On October 31, the Syrian Arab Army (SAA) Tiger Forces and the Republican Guard liberated the neighborhoods of Kanamat, Khassarat, Badr and Old Airport from ISIS in Deir Ezzor city. Government troops also advanced al-Hamidiyah, Sheikh Yassin and al-Ardhi.
Earlier, the SAA and its allies liberated liberation of worker 1, worker 2 and Afri neighborhoods. Thus, government forces retook about third of the area, which was controlled by ISIS in the northern part of the city.
On the same day, the Russian attack submarine ‘Veliky Novgorod’ launched 3 Kalibr cruise missiles on terrorist targets near the ISIS-held town of al-Bukamal.

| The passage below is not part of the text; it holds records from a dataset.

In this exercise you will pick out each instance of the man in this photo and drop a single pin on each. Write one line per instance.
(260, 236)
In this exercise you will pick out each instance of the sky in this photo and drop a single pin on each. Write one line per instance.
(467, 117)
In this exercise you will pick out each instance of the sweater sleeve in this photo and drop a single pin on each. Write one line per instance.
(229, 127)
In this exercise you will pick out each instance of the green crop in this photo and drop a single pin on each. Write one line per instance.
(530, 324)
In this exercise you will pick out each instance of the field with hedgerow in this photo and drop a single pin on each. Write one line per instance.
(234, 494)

The missiles destroyed several fortified command points, where militants and vehicles were deployed, and a large weapons depot.
In Iraq, the army and the Popular Mobilization Units (PMU) have liberated the subdistrict of Ubaydi from ISIS east of the ISIS-held border town of al-Qaim. Now, the army and the PMU will likely focus on further clearing this bank of the Euphrates from ISIS in order to set a foothold for an advance on al-Qaim itself.

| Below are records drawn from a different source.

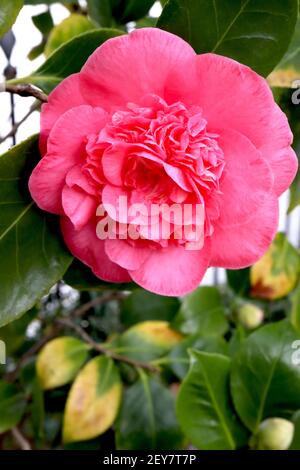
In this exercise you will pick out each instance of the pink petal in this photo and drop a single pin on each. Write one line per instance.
(125, 255)
(111, 202)
(79, 206)
(65, 96)
(65, 148)
(173, 271)
(246, 181)
(234, 96)
(241, 246)
(85, 246)
(126, 68)
(76, 178)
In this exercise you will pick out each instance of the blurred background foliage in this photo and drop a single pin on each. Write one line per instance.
(93, 365)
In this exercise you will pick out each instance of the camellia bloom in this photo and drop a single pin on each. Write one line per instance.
(150, 120)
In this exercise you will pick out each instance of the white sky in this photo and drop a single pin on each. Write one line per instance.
(27, 36)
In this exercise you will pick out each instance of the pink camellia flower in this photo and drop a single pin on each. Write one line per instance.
(150, 120)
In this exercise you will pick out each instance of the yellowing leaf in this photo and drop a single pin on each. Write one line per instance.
(59, 361)
(69, 28)
(93, 400)
(276, 273)
(148, 340)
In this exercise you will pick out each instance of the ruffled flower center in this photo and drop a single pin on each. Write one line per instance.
(165, 155)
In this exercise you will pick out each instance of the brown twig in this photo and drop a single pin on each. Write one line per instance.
(25, 89)
(20, 439)
(15, 128)
(102, 349)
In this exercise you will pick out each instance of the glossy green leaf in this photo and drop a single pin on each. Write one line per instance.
(81, 278)
(295, 311)
(38, 412)
(93, 401)
(147, 417)
(202, 312)
(43, 22)
(132, 10)
(296, 440)
(204, 407)
(33, 256)
(72, 26)
(142, 305)
(179, 358)
(276, 274)
(100, 11)
(14, 334)
(239, 281)
(12, 406)
(288, 69)
(67, 59)
(265, 377)
(254, 32)
(9, 10)
(60, 360)
(147, 340)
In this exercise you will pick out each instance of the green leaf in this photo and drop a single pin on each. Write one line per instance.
(265, 380)
(67, 59)
(295, 311)
(276, 274)
(179, 356)
(69, 28)
(12, 406)
(147, 340)
(239, 281)
(93, 401)
(60, 360)
(147, 417)
(9, 10)
(254, 32)
(296, 440)
(14, 334)
(202, 312)
(100, 12)
(33, 257)
(43, 22)
(142, 305)
(38, 412)
(81, 278)
(132, 10)
(204, 407)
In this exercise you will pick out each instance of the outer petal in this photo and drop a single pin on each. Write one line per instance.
(246, 181)
(65, 147)
(241, 246)
(126, 68)
(65, 96)
(173, 271)
(85, 246)
(234, 96)
(127, 256)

Iraiq forces launched an advance on the ISIS-held town of al-Qaim last week. Since then, they had liberated a large area east and south of it and reached the outskirts of the town.
The liberation of al-Bukamal and al-Qaim may be considered as a strategic loss of the US-led coalition. Washington had been seeking for a long time to build a buffer zone controlled by its proxies between Syria and Iraq arguing that in other cases Iran would be able to provide military assistance to the Assad government via a land route.

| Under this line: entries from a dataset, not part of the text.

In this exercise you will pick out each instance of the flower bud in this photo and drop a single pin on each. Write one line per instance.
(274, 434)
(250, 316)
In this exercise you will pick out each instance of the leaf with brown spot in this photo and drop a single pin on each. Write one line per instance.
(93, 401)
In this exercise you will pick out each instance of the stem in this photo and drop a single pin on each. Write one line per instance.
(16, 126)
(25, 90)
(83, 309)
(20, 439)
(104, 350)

Meanwhile, the Kurdistan Regional Government (KRG) and the Iraq Federal Government allegedly reached an agreement over the border crossings of Faysh Khabur and Ibrahim al-Khalil. According to the agreement, troops of both the Federal Government and the KRG will be stationed there. So, Baghdad will be able to monitor the traffic between the KRG and Turkey as well as between the KRG and a part of Syria controlled by the US-backed Syrian Democratic Forces (SDF). This development will also have long-standing consequences for the US and its proxies in the region.